Vectors in \text{span}(\vec u, \vec v) must have an equal 2nd and 3rd component, and the third component is 252, so the second must be as well.

We can construct the following series of matrices to get (X^TX)^{-1}X^T.

• X = \begin{bmatrix} 1 & 0 \\ 0 & 1 \\ 0 & 1 \end{bmatrix}
• X^T = \begin{bmatrix} 1 & 0 & 0 \\ 0 & 1 & 1 \end{bmatrix}
• X^TX = \begin{bmatrix} 1 & 0 \\ 0 & 2 \end{bmatrix}
• (X^TX)^{-1} = \begin{bmatrix} 1 & 0 \\ 0 & \frac{1}{2} \end{bmatrix}
• (X^TX)^{-1}X^T = \begin{bmatrix} 1 & 0 & 0 \\ 0 & \frac{1}{2} & \frac{1}{2} \end{bmatrix}

a = 4, b = 5.

The result from the part (b) implies that when using the normal equations to find coefficients for \vec u and \vec v – which we know from lecture produce an error vector whose length is minimized – the coefficient on \vec u must be y_1 and the coefficient on \vec v must be \frac{y_2 + y_3}{2}. This can be shown by taking the result from part (b), \begin{bmatrix} 1 & 0 & 0 \\ 0 & \frac{1}{2} & \frac{1}{2} \end{bmatrix}, and multiplying it by the vector \vec y = \begin{bmatrix} y_1 \\ y_2 \\ y_3 \end{bmatrix}.

Here, y_1 = 4, so a = 4. We also know y_2 = 2 and y_3 = 8, so b = \frac{2+8}{2} = 5.

3 \sqrt{2}.

The correct value of a \vec u + b \vec v = \begin{bmatrix} 4 \\ 5 \\ 5\end{bmatrix}. Then, \vec{e} = \begin{bmatrix} 4 \\ 2 \\ 8 \end{bmatrix} - \begin{bmatrix} 4 \\ 5 \\ 5 \end{bmatrix} = \begin{bmatrix} 0 \\ -3 \\ 3 \end{bmatrix}, which has a length of \sqrt{0^2 + (-3)^2 + 3^2} = 3\sqrt{2}.

Yes, but for a reason that isn’t listed here.

Here’s the full reason:

1. We can use the normal equations to find c and d, no matter what \vec{y} is.
2. The error vector \vec e that results from using the normal equations is such that \vec e is orthogonal to the span of the columns of X.
3. The columns of X are just \vec u and \vec v.

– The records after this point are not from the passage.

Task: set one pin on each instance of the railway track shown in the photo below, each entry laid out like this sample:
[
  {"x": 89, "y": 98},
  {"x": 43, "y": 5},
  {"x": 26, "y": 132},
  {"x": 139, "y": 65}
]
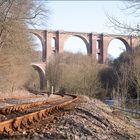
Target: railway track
[{"x": 19, "y": 116}]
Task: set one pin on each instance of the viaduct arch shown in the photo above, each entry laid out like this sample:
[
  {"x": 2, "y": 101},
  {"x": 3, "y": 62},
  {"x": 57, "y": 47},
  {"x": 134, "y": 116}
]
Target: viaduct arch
[{"x": 90, "y": 40}]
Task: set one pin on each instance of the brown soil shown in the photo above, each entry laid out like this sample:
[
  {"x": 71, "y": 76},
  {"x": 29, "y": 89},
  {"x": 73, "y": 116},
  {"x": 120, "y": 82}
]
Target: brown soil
[{"x": 92, "y": 120}]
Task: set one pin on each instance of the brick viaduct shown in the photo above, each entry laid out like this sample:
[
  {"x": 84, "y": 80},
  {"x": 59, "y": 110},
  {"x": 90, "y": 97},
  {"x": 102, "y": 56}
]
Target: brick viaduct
[{"x": 96, "y": 44}]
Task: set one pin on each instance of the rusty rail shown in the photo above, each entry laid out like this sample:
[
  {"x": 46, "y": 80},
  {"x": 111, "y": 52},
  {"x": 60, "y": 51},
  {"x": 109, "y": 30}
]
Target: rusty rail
[{"x": 17, "y": 123}]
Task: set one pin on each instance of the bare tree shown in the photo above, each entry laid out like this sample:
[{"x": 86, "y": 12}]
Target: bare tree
[
  {"x": 74, "y": 73},
  {"x": 16, "y": 52}
]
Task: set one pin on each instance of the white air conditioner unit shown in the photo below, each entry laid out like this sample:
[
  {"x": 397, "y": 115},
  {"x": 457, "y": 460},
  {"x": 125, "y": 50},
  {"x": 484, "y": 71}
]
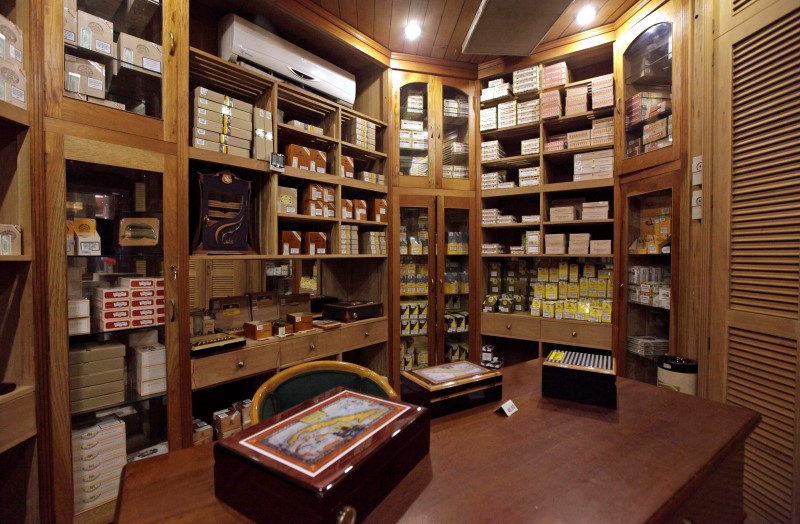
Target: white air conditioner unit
[{"x": 239, "y": 38}]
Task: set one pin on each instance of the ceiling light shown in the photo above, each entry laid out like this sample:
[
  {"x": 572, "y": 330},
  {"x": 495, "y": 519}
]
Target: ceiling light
[
  {"x": 413, "y": 30},
  {"x": 586, "y": 15}
]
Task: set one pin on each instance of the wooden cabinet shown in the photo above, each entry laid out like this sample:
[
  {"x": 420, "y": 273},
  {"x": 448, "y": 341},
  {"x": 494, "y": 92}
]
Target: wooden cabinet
[
  {"x": 114, "y": 66},
  {"x": 547, "y": 201},
  {"x": 647, "y": 272},
  {"x": 434, "y": 140},
  {"x": 435, "y": 269},
  {"x": 650, "y": 76}
]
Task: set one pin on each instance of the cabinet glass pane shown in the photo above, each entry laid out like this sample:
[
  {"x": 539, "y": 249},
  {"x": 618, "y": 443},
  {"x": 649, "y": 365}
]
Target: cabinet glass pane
[
  {"x": 117, "y": 364},
  {"x": 113, "y": 54},
  {"x": 414, "y": 130},
  {"x": 456, "y": 285},
  {"x": 415, "y": 299},
  {"x": 647, "y": 70},
  {"x": 649, "y": 266},
  {"x": 455, "y": 133}
]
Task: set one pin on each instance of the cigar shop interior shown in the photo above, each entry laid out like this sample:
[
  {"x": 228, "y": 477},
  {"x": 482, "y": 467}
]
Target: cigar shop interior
[{"x": 399, "y": 261}]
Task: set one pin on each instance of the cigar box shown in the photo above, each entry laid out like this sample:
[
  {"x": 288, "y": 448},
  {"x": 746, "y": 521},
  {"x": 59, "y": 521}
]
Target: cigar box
[
  {"x": 264, "y": 477},
  {"x": 352, "y": 310},
  {"x": 452, "y": 386}
]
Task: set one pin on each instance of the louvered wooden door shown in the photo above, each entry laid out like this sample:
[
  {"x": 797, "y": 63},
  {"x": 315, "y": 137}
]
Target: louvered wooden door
[{"x": 756, "y": 245}]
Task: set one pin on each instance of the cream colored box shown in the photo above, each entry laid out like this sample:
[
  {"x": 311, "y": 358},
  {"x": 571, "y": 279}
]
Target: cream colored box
[
  {"x": 13, "y": 84},
  {"x": 84, "y": 76},
  {"x": 139, "y": 52},
  {"x": 10, "y": 41},
  {"x": 95, "y": 33}
]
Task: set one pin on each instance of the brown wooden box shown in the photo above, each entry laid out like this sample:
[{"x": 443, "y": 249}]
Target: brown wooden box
[
  {"x": 452, "y": 386},
  {"x": 355, "y": 471}
]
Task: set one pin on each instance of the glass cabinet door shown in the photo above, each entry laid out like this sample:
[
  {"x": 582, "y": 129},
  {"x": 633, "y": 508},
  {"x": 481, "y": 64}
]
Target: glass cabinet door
[
  {"x": 454, "y": 292},
  {"x": 453, "y": 135},
  {"x": 417, "y": 292},
  {"x": 413, "y": 134},
  {"x": 650, "y": 231}
]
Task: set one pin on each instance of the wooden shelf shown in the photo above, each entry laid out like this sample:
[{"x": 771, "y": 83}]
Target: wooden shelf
[
  {"x": 228, "y": 160},
  {"x": 512, "y": 161},
  {"x": 14, "y": 115},
  {"x": 17, "y": 416},
  {"x": 214, "y": 73}
]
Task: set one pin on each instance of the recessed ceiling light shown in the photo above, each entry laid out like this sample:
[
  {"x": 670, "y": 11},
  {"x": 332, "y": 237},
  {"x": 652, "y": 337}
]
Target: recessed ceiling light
[
  {"x": 413, "y": 30},
  {"x": 586, "y": 15}
]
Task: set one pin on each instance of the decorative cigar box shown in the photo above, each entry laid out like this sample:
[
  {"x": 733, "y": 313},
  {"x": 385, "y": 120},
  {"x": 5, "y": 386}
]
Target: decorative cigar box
[
  {"x": 314, "y": 463},
  {"x": 352, "y": 310},
  {"x": 451, "y": 387},
  {"x": 585, "y": 376}
]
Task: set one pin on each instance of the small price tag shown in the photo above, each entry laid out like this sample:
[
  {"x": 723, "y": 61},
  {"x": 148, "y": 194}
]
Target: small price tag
[{"x": 508, "y": 408}]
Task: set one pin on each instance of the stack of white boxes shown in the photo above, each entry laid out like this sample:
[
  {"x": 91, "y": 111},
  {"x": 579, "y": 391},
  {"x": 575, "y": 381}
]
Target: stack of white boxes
[
  {"x": 577, "y": 100},
  {"x": 98, "y": 456},
  {"x": 13, "y": 81},
  {"x": 360, "y": 132},
  {"x": 147, "y": 363},
  {"x": 529, "y": 176},
  {"x": 492, "y": 150},
  {"x": 223, "y": 124},
  {"x": 528, "y": 112},
  {"x": 555, "y": 244},
  {"x": 602, "y": 91},
  {"x": 530, "y": 146},
  {"x": 603, "y": 131},
  {"x": 579, "y": 243},
  {"x": 526, "y": 80},
  {"x": 133, "y": 303},
  {"x": 373, "y": 243},
  {"x": 488, "y": 118},
  {"x": 555, "y": 75},
  {"x": 551, "y": 104},
  {"x": 97, "y": 377},
  {"x": 593, "y": 165},
  {"x": 507, "y": 114}
]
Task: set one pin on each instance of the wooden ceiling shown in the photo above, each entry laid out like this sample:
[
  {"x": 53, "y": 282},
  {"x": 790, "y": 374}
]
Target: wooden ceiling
[{"x": 445, "y": 23}]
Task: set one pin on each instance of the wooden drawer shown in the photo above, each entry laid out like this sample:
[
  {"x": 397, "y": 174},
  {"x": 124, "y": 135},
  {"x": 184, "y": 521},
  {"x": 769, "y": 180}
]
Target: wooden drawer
[
  {"x": 576, "y": 333},
  {"x": 356, "y": 335},
  {"x": 520, "y": 326},
  {"x": 234, "y": 365}
]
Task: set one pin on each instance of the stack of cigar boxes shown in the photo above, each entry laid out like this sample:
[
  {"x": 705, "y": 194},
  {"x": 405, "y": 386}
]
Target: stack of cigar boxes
[
  {"x": 97, "y": 376},
  {"x": 98, "y": 456},
  {"x": 223, "y": 124}
]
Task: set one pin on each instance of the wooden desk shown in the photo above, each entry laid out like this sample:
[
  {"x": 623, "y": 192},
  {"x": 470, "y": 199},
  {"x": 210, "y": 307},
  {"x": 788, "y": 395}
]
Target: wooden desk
[{"x": 661, "y": 456}]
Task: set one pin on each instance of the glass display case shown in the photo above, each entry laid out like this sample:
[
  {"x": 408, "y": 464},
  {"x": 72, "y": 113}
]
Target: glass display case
[
  {"x": 114, "y": 54},
  {"x": 115, "y": 317},
  {"x": 650, "y": 272},
  {"x": 647, "y": 67}
]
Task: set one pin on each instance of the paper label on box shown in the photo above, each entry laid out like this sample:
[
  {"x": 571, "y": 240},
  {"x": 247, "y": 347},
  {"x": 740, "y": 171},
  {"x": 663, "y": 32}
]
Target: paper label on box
[
  {"x": 152, "y": 65},
  {"x": 103, "y": 47}
]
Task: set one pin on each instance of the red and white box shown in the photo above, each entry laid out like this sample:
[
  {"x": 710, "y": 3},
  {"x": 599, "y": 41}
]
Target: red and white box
[{"x": 138, "y": 283}]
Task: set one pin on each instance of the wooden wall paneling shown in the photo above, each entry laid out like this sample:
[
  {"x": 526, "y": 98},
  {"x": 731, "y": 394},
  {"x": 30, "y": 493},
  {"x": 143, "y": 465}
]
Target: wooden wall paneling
[{"x": 755, "y": 310}]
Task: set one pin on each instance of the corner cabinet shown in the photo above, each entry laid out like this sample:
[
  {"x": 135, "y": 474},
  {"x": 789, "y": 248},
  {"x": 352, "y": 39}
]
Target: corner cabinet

So, \vec e is orthogonal to any linear combination of \vec u and \vec v.
4. One of the many linear combinations of \vec u and \vec v is \begin{bmatrix} 1 \\ 0 \\ 0 \end{bmatrix} + \begin{bmatrix} 0 \\ 1 \\ 1 \end{bmatrix} = \begin{bmatrix} 1 \\ 1 \\ 1 \end{bmatrix}.
5. This means that the vector \vec e is orthogonal to \begin{bmatrix} 1 \\ 1 \\ 1 \end{bmatrix}, which means that \vec{1}^T \vec{e} = 0 \implies \sum_{i = 1}^3 e_i = 0.

Correct: Scalar.

• \vec{s}^T: 1 x 100
• Q: 100 x 12.
• \vec{f}: 12 x 1.

The inner dimensions of 100 and 12 cancel, and so \vec{s}^T Q \vec{f} is of shape 1 x 1.